In games with move-order independence (same position reachable via different move sequences), a transposition table maps position hashes to tree nodes, merging statistics:

class TranspositionMCTS:
    def __init__(self):
        self.table: dict[int, MCTSNode] = {}

    def get_or_create(self, state, parent, action):
        key = hash(state)
        if key in self.table:
            node = self.table[key]
            node.parent = parent  # update parent for backprop
            return node
        node = MCTSNode(state, parent, action)
        self.table[key] = node
        return node

Batch neural network evaluation

Collecting multiple leaf nodes and evaluating them in one GPU batch dramatically improves throughput:

def batch_mcts(root_state, network, iterations=800, batch_size=8):
    root = MCTSNodeNN(root_state)
    remaining = iterations

    while remaining > 0:
        leaves = []
        for _ in range(min(batch_size, remaining)):
            leaf = select_leaf(root)
            leaves.append(leaf)
            apply_virtual_loss(leaf)

        # Batch evaluate
        states = [l.state for l in leaves]
        policies, values = network.batch_evaluate(states)
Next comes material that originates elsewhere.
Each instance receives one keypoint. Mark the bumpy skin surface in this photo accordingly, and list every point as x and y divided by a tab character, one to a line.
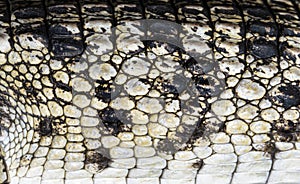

        for leaf, policy, value in zip(leaves, policies, values):
            remove_virtual_loss(leaf)
            leaf.expand_with_prior(policy)
            leaf.backpropagate(value)

        remaining -= len(leaves)
    return root

MCTS for non-game domains

MCTS extends beyond board games:

• Program synthesis — treat code generation as a tree of token choices.
• Chemical molecule design — each node is a molecular fragment; actions add atoms or bonds.
• Combinatorial optimisation — job scheduling, routing, packing.
• Language model decoding — tree search over token sequences with a value model scoring partial generations.

The state interface remains the same: define legal_actions, apply, is_terminal, and result (or a heuristic evaluation).

Tuning MCTS

Parameter	Effect	Guideline
Iteration count	More = stronger play, slower	Scale to time budget
C (UCB1) / c_puct	Higher = more exploration	Start at √2, tune by win rate
Rollout depth limit	Cap simulation length	Use for slow rollouts
Temperature	Controls action randomness from visit counts	High early (diverse training data), zero at test time
Dirichlet noise	Adds noise to root priors for exploration	α = 0.3 for chess, 0.03 for Go

Testing your MCTS

1. Solve a trivial game — verify MCTS finds the optimal move in Tic-Tac-Toe with enough iterations.
2. Convergence test — as iterations increase, the chosen action should stabilise.
3. Symmetry check — symmetric positions should produce symmetric visit distributions (within noise).
4. Profiling — the bottleneck is usually the simulation phase (or network inference for NN-MCTS). Optimise there first.

The one thing to remember: MCTS turns any game or decision problem into a statistical sampling problem — define your state interface, run enough iterations, and the tree converges to strong play.